第60章救命恩人竟是拂姐!
# 第60章救命恩人竟是拂姐!
她要拍節目,籤單子這種小事情,她沒必要親自再跑一趟。
「好的,師傅。」無塵點點頭,又悄無聲息地離開了。
他一來一走,連離著謝拂衣最近的馮製片都沒有察覺。
「阿拂,公司有事,我晚上再來找你。」謝言川重新看向謝拂衣,「你好好錄節目,需要什麼給我打電話。」
「心虛了是吧?這個時候開始說好話?」馮製片推著謝言川往外走,「滾滾滾,以後禁止你們來這裡打擾謝小姐!」
馮製片心裡想,他這麼優秀,一定會讓謝小姐對他另眼相待!
連同溫儀和葉清露,三個人一塊被節目組趕了出去。
「小儀,我給你和你的同學叫了車。」謝言川看了眼時間,淡淡地說,「我還有事,就不送你們了。」
「言川哥,我——」溫儀沒能叫住謝言川,只見他匆匆上了車,將她們留在了原地。
她的指甲掐了掐掌心,心中對謝拂衣的恨意又多了一層。
可溫儀的確有些難以理解謝拂衣今日的所作所為。
謝拂衣變了太多,她對徐景之也不像以前那般好了。
到底是因為什麼?
葉清露渾身發冷:「小、小儀,怎麼辦?謝拂衣不肯諒解我,她肯定還會跑去給唐教授告狀。」
溫儀嘆氣:「清露,我在幫你找找其他人吧,我會盡我最大努力幫你的。」
「小儀,還好有你。」葉清露十分感動,「我們要當一輩子的好朋友!」
**
《耕耘記》節目組拍攝現場。
「謝小姐,您看我剛才的表現怎麼樣?」馮製片殷勤道,「像不像道長捉鬼?」
謝拂衣面無表情:「我們修道之人從來都不會這麼說。
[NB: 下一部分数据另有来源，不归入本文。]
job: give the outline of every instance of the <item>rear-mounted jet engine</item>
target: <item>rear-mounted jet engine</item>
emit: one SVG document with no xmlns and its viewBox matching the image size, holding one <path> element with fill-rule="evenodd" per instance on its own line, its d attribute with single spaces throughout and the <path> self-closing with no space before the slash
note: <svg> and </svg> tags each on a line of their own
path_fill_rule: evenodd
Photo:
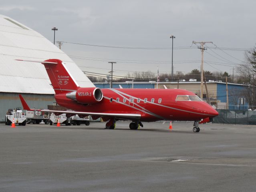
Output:
<svg viewBox="0 0 256 192">
<path fill-rule="evenodd" d="M 67 98 L 83 104 L 95 103 L 101 101 L 103 98 L 101 90 L 99 88 L 79 88 L 75 91 L 67 93 Z"/>
</svg>

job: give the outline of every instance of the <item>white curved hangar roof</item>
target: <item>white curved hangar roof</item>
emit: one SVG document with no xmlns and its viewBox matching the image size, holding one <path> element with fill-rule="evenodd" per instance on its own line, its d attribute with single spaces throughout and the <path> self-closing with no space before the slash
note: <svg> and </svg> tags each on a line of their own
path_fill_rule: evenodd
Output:
<svg viewBox="0 0 256 192">
<path fill-rule="evenodd" d="M 36 31 L 0 15 L 0 92 L 54 94 L 44 66 L 15 59 L 59 59 L 81 87 L 95 87 L 64 52 Z"/>
</svg>

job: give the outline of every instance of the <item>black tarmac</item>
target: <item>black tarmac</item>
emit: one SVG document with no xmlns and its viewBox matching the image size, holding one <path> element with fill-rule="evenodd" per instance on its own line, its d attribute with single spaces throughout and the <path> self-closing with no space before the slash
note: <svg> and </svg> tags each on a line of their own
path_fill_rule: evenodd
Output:
<svg viewBox="0 0 256 192">
<path fill-rule="evenodd" d="M 0 124 L 0 192 L 256 191 L 256 126 Z"/>
</svg>

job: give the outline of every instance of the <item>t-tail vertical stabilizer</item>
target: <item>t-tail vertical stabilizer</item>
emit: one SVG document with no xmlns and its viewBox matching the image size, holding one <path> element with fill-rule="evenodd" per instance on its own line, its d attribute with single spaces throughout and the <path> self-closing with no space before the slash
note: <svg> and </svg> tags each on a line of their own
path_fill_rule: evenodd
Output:
<svg viewBox="0 0 256 192">
<path fill-rule="evenodd" d="M 56 94 L 73 91 L 79 88 L 62 61 L 56 59 L 48 59 L 42 64 L 45 67 Z"/>
</svg>

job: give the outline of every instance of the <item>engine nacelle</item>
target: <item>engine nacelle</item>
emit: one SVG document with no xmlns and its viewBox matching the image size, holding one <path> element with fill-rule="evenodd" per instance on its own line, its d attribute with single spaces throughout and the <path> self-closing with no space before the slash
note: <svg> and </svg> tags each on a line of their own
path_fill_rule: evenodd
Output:
<svg viewBox="0 0 256 192">
<path fill-rule="evenodd" d="M 67 97 L 83 104 L 95 103 L 103 98 L 102 91 L 95 87 L 79 88 L 76 91 L 67 93 Z"/>
</svg>

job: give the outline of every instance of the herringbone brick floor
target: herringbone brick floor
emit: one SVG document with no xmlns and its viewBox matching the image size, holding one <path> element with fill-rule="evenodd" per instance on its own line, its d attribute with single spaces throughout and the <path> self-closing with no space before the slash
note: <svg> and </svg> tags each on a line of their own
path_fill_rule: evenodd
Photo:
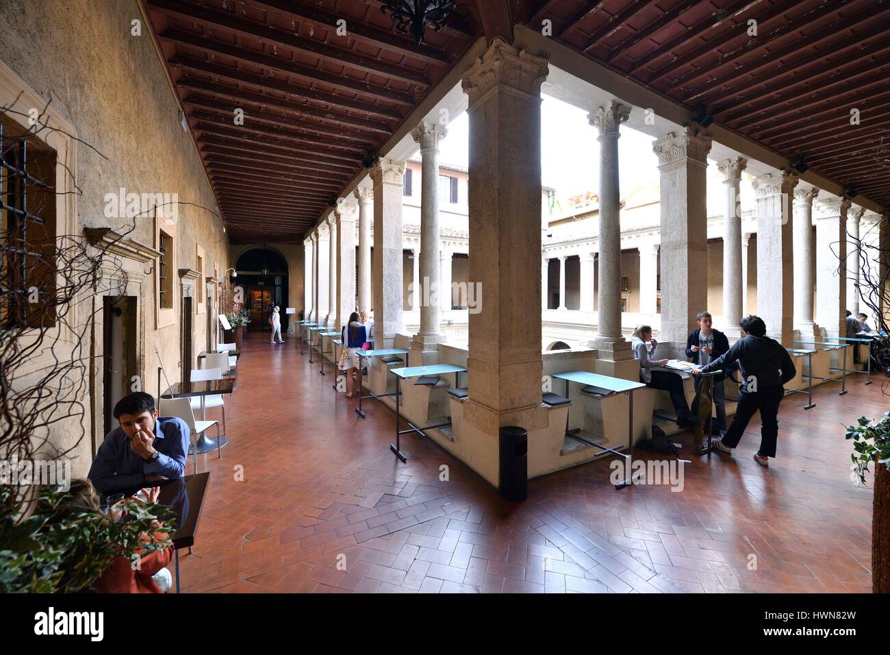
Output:
<svg viewBox="0 0 890 655">
<path fill-rule="evenodd" d="M 732 456 L 690 455 L 682 436 L 681 492 L 616 490 L 597 462 L 512 504 L 427 439 L 403 437 L 399 462 L 394 414 L 371 401 L 360 419 L 293 339 L 243 350 L 230 445 L 199 460 L 212 475 L 184 592 L 870 591 L 871 491 L 850 481 L 842 426 L 887 403 L 862 376 L 806 412 L 787 399 L 769 469 L 751 459 L 756 425 Z"/>
</svg>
」
馮製片的天塌了。
他還專門看電視劇去學了呢!
謝拂衣繼續錄節目。
「阿拂,剛才誰找你?」池照螢問,「發生什麼事了嗎?」
「不相干的人。」謝拂衣在地上撿了兩根木條,準備一會兒鑽木取火。
【死裝,估計是金主來找她,她不敢說罷了。】
【坐等謝拂衣原形畢露!】
「從沒聽過拂衣妹妹聊起過自己的家庭呢。」柳知鳶有意無意地問,「拂衣妹妹是獨生女嗎?」
謝拂衣頭都沒抬:「別問,問就是孤兒。」
【什麼態度啊?知鳶好好跟她說話,她語氣這麼衝?】
【謝拂衣是孤兒?不可能,她背後肯定有金主!】
柳知鳶的笑容不改,再次問:「拂衣妹妹對演戲感興趣嗎?有沒有什麼新的計劃?」
謝拂衣瞥了她一眼,忽然懶洋洋一笑:「有,隨便當個影后。」
「……」
拍攝現場有片刻的寂靜。
「開個玩笑。」謝拂衣不緊不慢道,「我們來玩一個遊戲,誰再問我問題,誰是狗。」
柳知鳶的笑容維持不住了:「拂衣妹妹真會開玩笑。」
直播間的彈幕罵瘋了。
【謝拂衣?當個影后玩玩?就你?】
【可笑,我們知鳶即將試鏡陳奕安導演的新戲,謝拂衣連高中都沒有畢業,你上哪兒當影后?】
【等等,真的是陳導嗎?我好像似乎聽說陳導要出山了!】
【能夠拍陳導的電影,哪怕只是一個小配角,都能夠一飛沖天,謝拂衣快嫉妒死了吧。】
【謝拂衣的金主那麼牛,有本事讓她拍陳導的戲。】
【她以為陳導的戲是錢就能買到的嗎?她連陳導在哪兒都不知道!】
無可否認的是,直播到現在,節目的五成熱度都是謝拂衣扛起來的。
妥妥的半壁江山。
劉導眉開眼笑,中午多吃了一大碗豬肘飯。
謝拂衣準備去查查礁石灘是否有什麼問題的時候,神荼找到了她:「謝小姐,您昨天救的人醒了。」
「哦?醒得倒快。」謝拂衣點頭,「我過去看看。」
神荼欲言又止:「就是腦子可能壞了。」
一進到木屋中,謝拂衣就看見中年人坐在床上,雙眼無神。
他臉上的青紫已經褪去,恢復了正常。
「你是——」謝拂衣眼眸眯起,終於認出來了中年人,「陳奕安?」
陳奕安,一位享譽國際的天才導演。
他在二十五歲的時候拍攝的第一部電影,便衝出國門,拿下了國際電影獎的提名,更是橫掃國內各大電影獎項。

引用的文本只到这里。